I was a bit hesitant to see Moneyball. I love baseball and love baseball films even more — there’s just something about the sport that translates so well to film — but a movie about the back room building of a MLB team seemed about as interesting to me as watching SportsCenter on ESPN at 2AM on its third or fourth replay.
Of course, this movie isn’t about just any baseball team — this is the 2002 Oakland Athletics, which, with General Manager Billy Beane, fundamentally changed the National Pastime by looking at players’ stats in a completely different mathematical way than team managements had for the previous one hundred years. Sabermetrics — a new system of evaluating the talent of a player that reveals diamonds in the rough — may be common knowledge to baseball fans in 2011, but entering the 2002 season the A’s were on paper one of the worst teams in baseball. That is, only if you weren’t looking at the team like Beane was.
That makes Moneyball more of a Wall Street-ish business film than it is a baseball film, yet it remains a funny, dialogue-driven film that unfortunately will probably not get much of a wider audience outside of the ESPN junkies. After all, at some point almost all baseball fans stop daydreaming of themselves as the players and imagine themselves to be management. In fact, it is a movie tailor-made for the fantasy baseball crowd, who will no doubt see themselves as the Brad Pitt‘s Billy Beane trying to build a baseball team on a budget less than the average public school has these days. We can easily feel the frustration of Pitt, in the best subdued role he’s played since The Assassination of Jesse James By the Coward Robert Ford, as he tries to convince a room full of grey-haired scouts (one even has a hearing aid to hammer home just how old he is) to invest in players with stats other teams overlook. In that way Moneyball is about the rejection of tradition and the fickleness of sports media. We hear sports radio callers and broadcasters rip Beane when his statistical-based team plays poorly and praise him when the team is on its record-breaking winning streak. It’s not only the best film ever made about the business of baseball, but the best film ever made about the fantasy aspect of the game — those who sit at their computers with unrestrained budgets who put together teams without important factors like ticket sales to consider.

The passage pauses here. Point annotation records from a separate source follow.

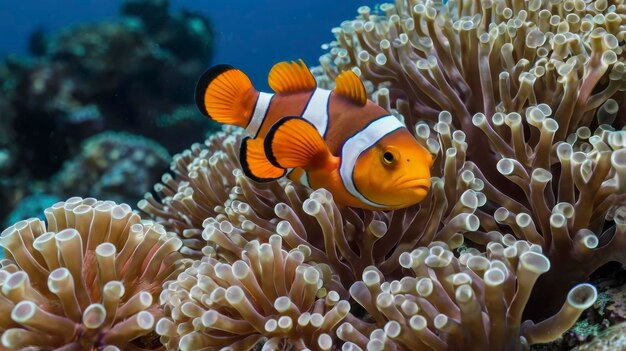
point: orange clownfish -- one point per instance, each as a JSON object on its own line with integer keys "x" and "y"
{"x": 338, "y": 140}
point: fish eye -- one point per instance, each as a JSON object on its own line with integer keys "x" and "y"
{"x": 388, "y": 158}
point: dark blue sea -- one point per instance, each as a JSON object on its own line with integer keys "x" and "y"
{"x": 251, "y": 35}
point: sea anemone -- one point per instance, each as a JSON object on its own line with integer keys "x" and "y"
{"x": 89, "y": 278}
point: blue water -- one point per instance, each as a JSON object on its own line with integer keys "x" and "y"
{"x": 251, "y": 34}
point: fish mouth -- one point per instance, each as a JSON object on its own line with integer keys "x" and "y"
{"x": 417, "y": 184}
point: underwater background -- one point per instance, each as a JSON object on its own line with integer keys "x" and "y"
{"x": 130, "y": 225}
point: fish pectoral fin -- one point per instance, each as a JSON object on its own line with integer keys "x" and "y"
{"x": 348, "y": 84}
{"x": 294, "y": 142}
{"x": 290, "y": 77}
{"x": 223, "y": 93}
{"x": 254, "y": 162}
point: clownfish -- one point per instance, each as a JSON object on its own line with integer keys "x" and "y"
{"x": 333, "y": 139}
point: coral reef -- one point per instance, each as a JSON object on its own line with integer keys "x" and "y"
{"x": 536, "y": 87}
{"x": 446, "y": 303}
{"x": 116, "y": 166}
{"x": 30, "y": 207}
{"x": 128, "y": 74}
{"x": 89, "y": 278}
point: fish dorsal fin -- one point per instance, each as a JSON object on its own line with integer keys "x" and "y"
{"x": 290, "y": 77}
{"x": 294, "y": 142}
{"x": 348, "y": 84}
{"x": 254, "y": 162}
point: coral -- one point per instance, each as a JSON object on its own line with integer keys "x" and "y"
{"x": 268, "y": 293}
{"x": 445, "y": 303}
{"x": 88, "y": 279}
{"x": 112, "y": 165}
{"x": 612, "y": 339}
{"x": 124, "y": 74}
{"x": 536, "y": 87}
{"x": 118, "y": 74}
{"x": 31, "y": 206}
{"x": 475, "y": 301}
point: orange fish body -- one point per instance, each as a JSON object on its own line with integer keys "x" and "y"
{"x": 338, "y": 140}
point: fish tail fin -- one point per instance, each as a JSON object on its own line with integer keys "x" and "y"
{"x": 226, "y": 95}
{"x": 294, "y": 142}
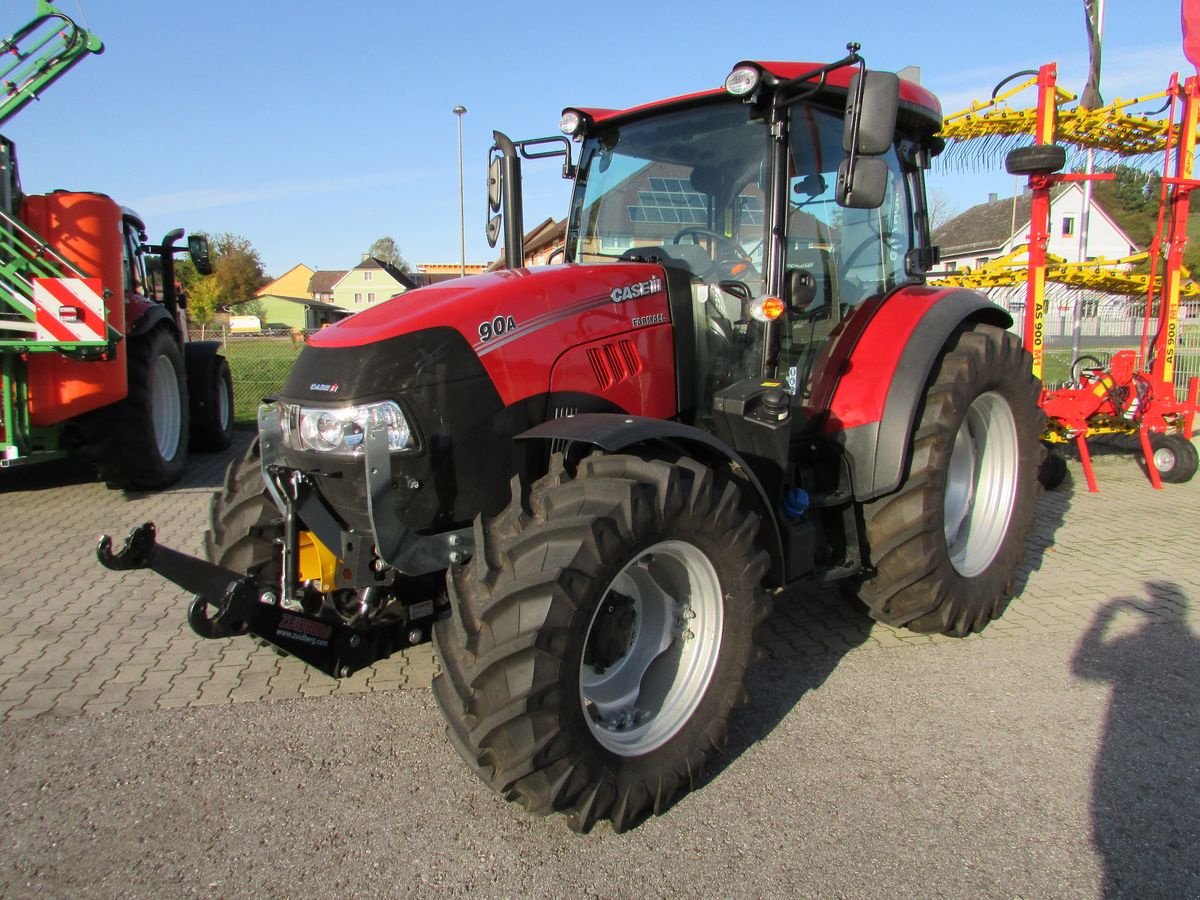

But Beane struggles with more than just the team. We get bits of Beane’s past as a underperforming player and his family life. Luckily the film doesn’t get too sidetracked with Beane’s family problems — blink and you’ll miss Robert Wright, who plays Beane’s ex-wife — which a lesser film would do to build sympathy for the character. With little prompting we understand Beane is a divorced father and his wife has a new awkward husband without the film hitting us over the head with the plot.
Beane’s family life allows us to see the adorable Kerris Dorsey as Casey, Beane’s daughter. The talented Dorsey has a presence beyond her age, and that’s impressive. Nonetheless, the film’s true revelation is Jonah Hill as Beane’s Assistant GM Peter Brand (a stand-in for Paul DePodesta, who didn’t want his name in the film). Admittedly I have never been a fan of Hill’s brand of “say bad word really loud” comedy (like he’s the vulgar version of Sinbad), and unlike most of America I thought Superbad was an unfunny and uninteresting story of two pathetic teenage boys who are secretly in love with each other (come on, they even cuddle at the end!) But Moneyball makes me hope that along with Hill’s recent weight loss (though that’s not evident in this film — he’s larger here than I’ve ever seen him) he steers toward more dramatic roles. It’s impressive for an actor his age who is more commonly known for his supporting comedic roles. His slack-jawed just-out-of-college persona never dips for a moment, and he has no problem holding his weight (no pun intended) against Pitt and Philip Seymour Hoffman, who doesn’t appear much in the film but makes a great “villain” as the ambivalent manager Art Howe who cares more about his own contract than actually fielding a good team (and as a long-suffering Mets fan, I was happy to see Howe portrayed so negatively). Hoffman does what he needs to do here and as usual makes it seem easy.
Yes, Moneyball is one of those films for a select crowd — you have to like baseball and you have to like the business of building a sports team to really enjoy it. There’s enough here to enjoy if you don’t, but if you really have no interest in the concept it deserves a pass, yet if you have even the slightest interest in the business of baseball you’ll devour it. The performances are that good, and the true-life narrative is that engaging.
I can’t imagine recommending Moneyball to a general crowd, but it’s definitely the movie all the fantasy leaguers and the armchair GMs have been waiting for. I know I loved it, just don’t expect to see many on-field heroics: yes Moneyball is a Rocky movie, but a Rocky movie that celebrates the brain over the body.
Final Score: 9/10 — An inspiring sports movie totally different from any other one ever made.